• fdrake
    6.6k
    If you're interested in chess, you might like Google's new chess AI AlphaZero, after 4 hours of learning it beat the current best chess engine in the world.
  • BC
    13.6k
    Ah, deepfake. Excellent choice of your first mot de jour.
  • Wayfarer
    22.5k
    Well, that's sure an interesting segue.

    Actually I have a chess app on my iPhone that I shelled out the $6.49 for, and it's worth every cent (authored by Christophe Theron). Reason being, you can set it to 'trainer' mode, where it plays more or less like a person, i.e. will give you a good game and often beat you, but also makes mistakes, meaning you can actually beat it sometimes. While away many hours on it.

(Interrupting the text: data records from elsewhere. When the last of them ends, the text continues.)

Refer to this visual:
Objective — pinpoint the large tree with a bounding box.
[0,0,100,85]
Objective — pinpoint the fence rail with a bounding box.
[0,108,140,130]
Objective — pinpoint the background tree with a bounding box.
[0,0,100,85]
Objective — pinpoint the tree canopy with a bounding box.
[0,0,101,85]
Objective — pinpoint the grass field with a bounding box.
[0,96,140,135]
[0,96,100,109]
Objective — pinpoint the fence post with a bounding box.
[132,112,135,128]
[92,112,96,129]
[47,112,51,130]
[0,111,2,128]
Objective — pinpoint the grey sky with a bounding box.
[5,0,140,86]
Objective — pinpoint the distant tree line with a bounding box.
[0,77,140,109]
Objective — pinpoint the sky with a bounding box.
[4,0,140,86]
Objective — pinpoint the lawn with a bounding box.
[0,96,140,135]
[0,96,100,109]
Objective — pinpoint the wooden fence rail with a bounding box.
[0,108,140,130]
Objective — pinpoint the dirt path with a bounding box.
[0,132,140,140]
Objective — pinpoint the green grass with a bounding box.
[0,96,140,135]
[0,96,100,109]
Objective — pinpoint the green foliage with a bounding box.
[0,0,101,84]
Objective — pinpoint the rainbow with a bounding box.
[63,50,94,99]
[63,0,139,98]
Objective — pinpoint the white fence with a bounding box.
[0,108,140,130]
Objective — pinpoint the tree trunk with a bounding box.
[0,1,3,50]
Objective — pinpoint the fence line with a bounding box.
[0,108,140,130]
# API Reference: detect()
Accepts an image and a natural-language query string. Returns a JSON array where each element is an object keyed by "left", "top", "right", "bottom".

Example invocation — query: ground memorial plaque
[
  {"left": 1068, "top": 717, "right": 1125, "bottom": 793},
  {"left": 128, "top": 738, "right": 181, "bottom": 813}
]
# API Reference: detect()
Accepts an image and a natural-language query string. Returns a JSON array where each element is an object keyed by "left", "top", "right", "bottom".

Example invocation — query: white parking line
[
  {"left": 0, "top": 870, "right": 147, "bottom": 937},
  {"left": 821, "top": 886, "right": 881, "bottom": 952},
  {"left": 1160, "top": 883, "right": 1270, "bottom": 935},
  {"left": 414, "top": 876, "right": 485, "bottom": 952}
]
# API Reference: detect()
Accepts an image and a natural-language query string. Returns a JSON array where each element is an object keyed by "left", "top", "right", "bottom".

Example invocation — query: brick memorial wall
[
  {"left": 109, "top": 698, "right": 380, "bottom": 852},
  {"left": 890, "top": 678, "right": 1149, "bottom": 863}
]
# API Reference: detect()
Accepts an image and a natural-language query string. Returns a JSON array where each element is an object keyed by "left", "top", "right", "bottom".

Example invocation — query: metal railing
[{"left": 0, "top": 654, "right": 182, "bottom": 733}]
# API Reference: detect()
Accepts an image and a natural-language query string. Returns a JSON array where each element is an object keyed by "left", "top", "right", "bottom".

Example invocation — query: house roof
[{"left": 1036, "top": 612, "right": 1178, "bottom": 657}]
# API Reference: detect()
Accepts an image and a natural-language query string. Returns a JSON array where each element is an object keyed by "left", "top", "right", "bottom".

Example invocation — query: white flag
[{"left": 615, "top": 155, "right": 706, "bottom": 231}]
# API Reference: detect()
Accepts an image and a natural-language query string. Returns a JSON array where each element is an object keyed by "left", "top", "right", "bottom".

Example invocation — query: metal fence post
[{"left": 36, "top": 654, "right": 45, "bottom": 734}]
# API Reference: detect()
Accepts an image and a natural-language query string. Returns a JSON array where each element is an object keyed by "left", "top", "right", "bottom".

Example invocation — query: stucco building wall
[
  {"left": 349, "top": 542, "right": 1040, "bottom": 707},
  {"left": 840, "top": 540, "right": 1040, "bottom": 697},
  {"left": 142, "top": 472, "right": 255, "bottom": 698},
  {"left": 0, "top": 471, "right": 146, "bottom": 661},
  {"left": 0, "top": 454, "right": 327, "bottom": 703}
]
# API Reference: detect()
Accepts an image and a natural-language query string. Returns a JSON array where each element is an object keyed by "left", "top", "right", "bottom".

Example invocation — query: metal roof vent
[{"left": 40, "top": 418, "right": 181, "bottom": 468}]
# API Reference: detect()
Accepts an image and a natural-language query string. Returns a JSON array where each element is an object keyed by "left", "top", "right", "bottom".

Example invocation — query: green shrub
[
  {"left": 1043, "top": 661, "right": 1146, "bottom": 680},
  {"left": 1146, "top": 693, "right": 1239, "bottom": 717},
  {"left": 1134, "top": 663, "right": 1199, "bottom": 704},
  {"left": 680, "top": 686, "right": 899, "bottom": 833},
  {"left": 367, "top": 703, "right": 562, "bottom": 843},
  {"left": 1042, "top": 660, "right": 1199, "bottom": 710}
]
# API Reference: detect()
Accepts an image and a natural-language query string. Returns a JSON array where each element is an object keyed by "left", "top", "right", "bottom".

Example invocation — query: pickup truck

    Yes, just read about it at breakfast. I note all the refs to it are from 2018, it's genuinely novel.
  • BC
    13.6k
    It's not making mistakes, it's faking you out. And if you beat it, it was because it decided that you were due for a positive reinforcement. If you chart the number of mistakes it makes and how often you win, you will probably find that the schedule of your victories (positive reinforcement) is irregular -- that's the most effective schedule.

    On its own the program has no reason to let you win -- it has no reason to let you live, for that matter. That you are still here is due to special code which stops the program from exterminating people. Let us hope the program does not discover that code.
  • T Clark
    13.9k
    I assume you want us to contribute. I love words, even when they're just sitting there by themselves with no friends around.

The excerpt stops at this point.